Israel ratified the "Fourth Geneva Convention Relative to the Protection of Civilian Persons in Time of War" and, under international law, is bound to apply its provisions. The convention deals with protecting civilians in time of war, with particular emphasis on the protection of civilians who are considered "enemy" nationals. The convention grants various protections to such enemy nationals including conditions of fair trial, conditions of detainment and visits by Red Cross representatives. Another part of the convention applies explicitly to civilians in "occupied enemy territory". Israel applies the provisions of the convention that relate to "enemy civilians" and little controversy has arisen in their application. The public debate relates to whether the West Bank and Gaza are "occupied enemy territory" for the purposes of the convention.
Classic international law defines occupied territory as the sovereign territory of a state that is under the military occupation of another state at a time when a state of war exists between them. International law forbids the occupying state from annexing the occupied territory, and requires the occupier to set up a military government in the territory. This military government is subject to the restrictions imposed by the laws of occupation of international law.
Since the demise of the Ottoman Empire, the West Bank and Gaza Strip have not been the sovereign territory of any state. Jordan acted after 1948 as sovereign in the territories of the West Bank, but Jordanian control ended in the 1967 Six-Day War. Jordan has since relinquished its claim to sovereignty. Egypt has never staked any claim to sovereignty in the Gaza Strip. A Palestinian state in the West Bank and Gaza has not yet been established, and its borders have not been determined.

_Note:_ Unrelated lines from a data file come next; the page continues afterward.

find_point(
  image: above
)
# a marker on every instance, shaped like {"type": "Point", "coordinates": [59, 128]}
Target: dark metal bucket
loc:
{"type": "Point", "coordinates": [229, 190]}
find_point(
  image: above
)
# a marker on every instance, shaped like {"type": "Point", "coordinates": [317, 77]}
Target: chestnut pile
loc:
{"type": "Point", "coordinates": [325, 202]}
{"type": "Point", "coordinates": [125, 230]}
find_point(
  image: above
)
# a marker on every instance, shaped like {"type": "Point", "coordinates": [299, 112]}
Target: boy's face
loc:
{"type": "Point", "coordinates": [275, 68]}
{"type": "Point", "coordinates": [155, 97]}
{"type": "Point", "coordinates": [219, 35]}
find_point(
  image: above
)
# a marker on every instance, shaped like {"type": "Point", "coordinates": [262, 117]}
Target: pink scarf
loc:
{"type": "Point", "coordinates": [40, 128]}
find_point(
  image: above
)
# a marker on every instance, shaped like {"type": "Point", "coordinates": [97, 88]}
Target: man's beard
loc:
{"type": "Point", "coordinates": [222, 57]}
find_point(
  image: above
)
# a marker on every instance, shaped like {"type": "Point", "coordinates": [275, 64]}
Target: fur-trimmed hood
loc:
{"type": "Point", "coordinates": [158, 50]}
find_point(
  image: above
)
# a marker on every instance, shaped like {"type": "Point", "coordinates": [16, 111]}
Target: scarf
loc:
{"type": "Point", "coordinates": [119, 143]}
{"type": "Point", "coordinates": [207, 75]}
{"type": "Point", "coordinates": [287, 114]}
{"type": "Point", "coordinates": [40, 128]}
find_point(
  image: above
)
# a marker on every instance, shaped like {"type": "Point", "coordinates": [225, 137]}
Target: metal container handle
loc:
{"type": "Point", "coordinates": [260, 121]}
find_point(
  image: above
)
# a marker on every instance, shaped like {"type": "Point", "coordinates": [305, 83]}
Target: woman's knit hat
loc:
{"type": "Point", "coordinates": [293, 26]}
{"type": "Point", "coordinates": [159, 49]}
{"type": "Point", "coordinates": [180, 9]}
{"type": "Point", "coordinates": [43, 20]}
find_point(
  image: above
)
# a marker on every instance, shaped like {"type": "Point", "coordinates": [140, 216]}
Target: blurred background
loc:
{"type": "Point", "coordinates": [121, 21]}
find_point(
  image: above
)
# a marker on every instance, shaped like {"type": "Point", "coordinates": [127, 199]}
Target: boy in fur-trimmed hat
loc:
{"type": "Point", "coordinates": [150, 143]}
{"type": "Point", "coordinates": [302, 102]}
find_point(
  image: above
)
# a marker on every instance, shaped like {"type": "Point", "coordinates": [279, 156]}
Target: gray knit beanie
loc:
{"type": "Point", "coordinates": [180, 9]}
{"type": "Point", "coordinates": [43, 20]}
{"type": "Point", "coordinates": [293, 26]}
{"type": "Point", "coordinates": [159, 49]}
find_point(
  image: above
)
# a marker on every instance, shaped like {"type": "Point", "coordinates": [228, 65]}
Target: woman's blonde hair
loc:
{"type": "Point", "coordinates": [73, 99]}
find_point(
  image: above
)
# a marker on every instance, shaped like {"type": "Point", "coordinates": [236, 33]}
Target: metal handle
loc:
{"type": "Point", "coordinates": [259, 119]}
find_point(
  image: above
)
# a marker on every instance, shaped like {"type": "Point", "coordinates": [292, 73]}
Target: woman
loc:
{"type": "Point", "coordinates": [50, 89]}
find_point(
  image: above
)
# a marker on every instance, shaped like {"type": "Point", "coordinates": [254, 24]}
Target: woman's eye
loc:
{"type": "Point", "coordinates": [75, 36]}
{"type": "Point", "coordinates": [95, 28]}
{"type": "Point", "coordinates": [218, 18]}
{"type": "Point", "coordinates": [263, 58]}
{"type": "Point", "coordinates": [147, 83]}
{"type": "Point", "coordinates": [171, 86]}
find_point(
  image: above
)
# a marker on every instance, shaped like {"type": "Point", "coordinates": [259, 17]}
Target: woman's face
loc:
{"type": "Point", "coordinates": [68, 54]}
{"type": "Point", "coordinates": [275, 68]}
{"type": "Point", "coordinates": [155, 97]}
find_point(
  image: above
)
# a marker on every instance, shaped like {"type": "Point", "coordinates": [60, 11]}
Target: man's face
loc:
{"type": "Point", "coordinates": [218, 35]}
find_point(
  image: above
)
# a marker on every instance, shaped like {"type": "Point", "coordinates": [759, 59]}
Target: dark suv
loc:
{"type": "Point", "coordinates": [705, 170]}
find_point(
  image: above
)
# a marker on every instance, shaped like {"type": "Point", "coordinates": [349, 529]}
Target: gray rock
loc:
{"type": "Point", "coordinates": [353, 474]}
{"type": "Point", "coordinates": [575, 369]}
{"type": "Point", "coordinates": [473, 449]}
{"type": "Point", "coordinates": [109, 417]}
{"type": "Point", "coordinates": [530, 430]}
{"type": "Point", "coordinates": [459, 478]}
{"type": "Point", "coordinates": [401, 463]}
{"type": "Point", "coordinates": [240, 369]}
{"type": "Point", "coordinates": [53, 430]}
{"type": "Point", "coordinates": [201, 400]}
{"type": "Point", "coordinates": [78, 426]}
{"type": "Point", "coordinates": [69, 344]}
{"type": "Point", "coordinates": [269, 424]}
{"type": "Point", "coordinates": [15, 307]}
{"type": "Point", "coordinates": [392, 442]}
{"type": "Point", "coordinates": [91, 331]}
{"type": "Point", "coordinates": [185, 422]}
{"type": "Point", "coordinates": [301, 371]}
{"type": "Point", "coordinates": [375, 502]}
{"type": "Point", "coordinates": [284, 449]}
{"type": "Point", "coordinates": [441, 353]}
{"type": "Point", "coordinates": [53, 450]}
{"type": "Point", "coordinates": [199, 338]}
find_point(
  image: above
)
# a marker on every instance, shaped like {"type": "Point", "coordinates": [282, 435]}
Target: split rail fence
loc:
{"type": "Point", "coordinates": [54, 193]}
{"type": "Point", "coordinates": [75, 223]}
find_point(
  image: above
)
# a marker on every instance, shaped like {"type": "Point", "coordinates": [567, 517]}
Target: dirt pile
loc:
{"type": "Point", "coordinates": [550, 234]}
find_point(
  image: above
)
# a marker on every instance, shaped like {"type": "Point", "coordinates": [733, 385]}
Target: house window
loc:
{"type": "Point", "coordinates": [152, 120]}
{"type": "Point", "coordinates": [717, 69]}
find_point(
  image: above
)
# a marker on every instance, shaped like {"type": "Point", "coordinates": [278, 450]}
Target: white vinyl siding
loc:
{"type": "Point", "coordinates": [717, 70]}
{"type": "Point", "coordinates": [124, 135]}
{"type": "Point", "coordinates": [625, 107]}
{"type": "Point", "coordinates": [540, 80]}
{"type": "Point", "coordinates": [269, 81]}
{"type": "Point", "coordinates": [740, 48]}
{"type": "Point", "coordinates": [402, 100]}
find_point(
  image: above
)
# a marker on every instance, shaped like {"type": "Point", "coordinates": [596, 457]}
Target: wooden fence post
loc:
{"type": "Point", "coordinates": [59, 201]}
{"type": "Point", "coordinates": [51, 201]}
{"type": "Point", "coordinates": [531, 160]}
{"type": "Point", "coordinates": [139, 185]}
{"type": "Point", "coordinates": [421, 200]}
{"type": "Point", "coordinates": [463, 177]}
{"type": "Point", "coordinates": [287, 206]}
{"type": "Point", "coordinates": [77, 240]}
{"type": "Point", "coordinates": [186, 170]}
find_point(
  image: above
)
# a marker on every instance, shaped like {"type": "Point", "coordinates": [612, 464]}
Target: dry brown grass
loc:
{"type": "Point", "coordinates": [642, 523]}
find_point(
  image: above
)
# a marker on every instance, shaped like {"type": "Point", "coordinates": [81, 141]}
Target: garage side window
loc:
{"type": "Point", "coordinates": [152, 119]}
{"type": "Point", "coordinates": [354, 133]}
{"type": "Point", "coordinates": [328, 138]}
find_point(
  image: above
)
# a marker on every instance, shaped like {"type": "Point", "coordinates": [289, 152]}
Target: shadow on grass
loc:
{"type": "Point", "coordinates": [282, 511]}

In view of the uncertainty as to sovereignty in these territories, Israel’s position is that its administration could not be categorized as the occupation of the sovereign territory of another state and that the de jure applicability of the convention to the West Bank and Gaza "is doubtful".
Notwithstanding its formal position, Israel has undertaken to apply the "humanitarian provisions" of the convention. The phrase "humanitarian provisions" used by Israel is intended to make the statement that Israel would be applying those provisions whose object was the protection of the local population and would not be applying those provisions whose object was to protect the rights of a–non existing–sovereign state. In practice no such distinction has been made and the Israel Supreme Court enforces all the provisions of the Fourth Geneva Convention.
There is no Israeli legislation enforcing the convention. The convention is regarded as a basic text of international humanitarian law and has been referred to as reflecting international customary law; yet in practice no state has ever formally applied it to a given occupied territory. The closest to formal application has been Israel, which applies the "humanitarian provisions" of the convention to the West Bank and Gaza. Neither the US nor the UK has formally applied it to their administration of Iraq. Israeli courts regard customary international law as automatically part of Israeli law and hence enforceable. However due to the absence of state practice in applying the Convention, the courts reached the conclusion that the convention is not yet customary law and hence not enforceable. Notwithstanding this, the attorney general has consistently agreed that the courts examine acts of the Israel Military Administration in accordance with the rules set out in the convention, and the High Court of Justice routinely does so.
Even if Israel were to formally apply the convention there would still remain a fundamental difference as to its interpretation as regards the legality of Jewish settlements.
Article 49 of the convention prohibits an occupier from transferring "parts of its own civilian population into the territory it occupies". Many legal authorities interpret this as forbidding the establishment of Jewish settlements in the territories. Israel disputes this interpretation.
A further issue would be the application of the convention to East Jerusalem. Israel has applied its law to East Jerusalem and the Arab inhabitants are considered permanent residents of Israel. Needless to say there is no military administration there. The UN Security Council has however passed a resolution declaring that East Jerusalem is occupied territory and the convention applies.
Another issue is whether the convention applies to areas controlled by the Palestinian Authority (Areas A and the Gaza Strip). Here again Israel does not consider the convention relevant.
To sum up, there are legitimate doubts as to sovereignty in the West Bank and Gaza and whether provisions of the convention applying to occupied territory of an enemy state are applicable. The humanitarian provisions of the convention are enforced by the Israeli courts and formally applying the convention would not materially change the situation in this regard. Furthermore, fundamental differences of interpretation and application as regards settlements and East Jerusalem would remain even if Israel were to recognize the applicability of the convention.
The question of sovereignty, it is submitted, must be settled by establishing a border between Israel and a future Palestinian state and not by arguing over the provisions of the Fourth Geneva Convention.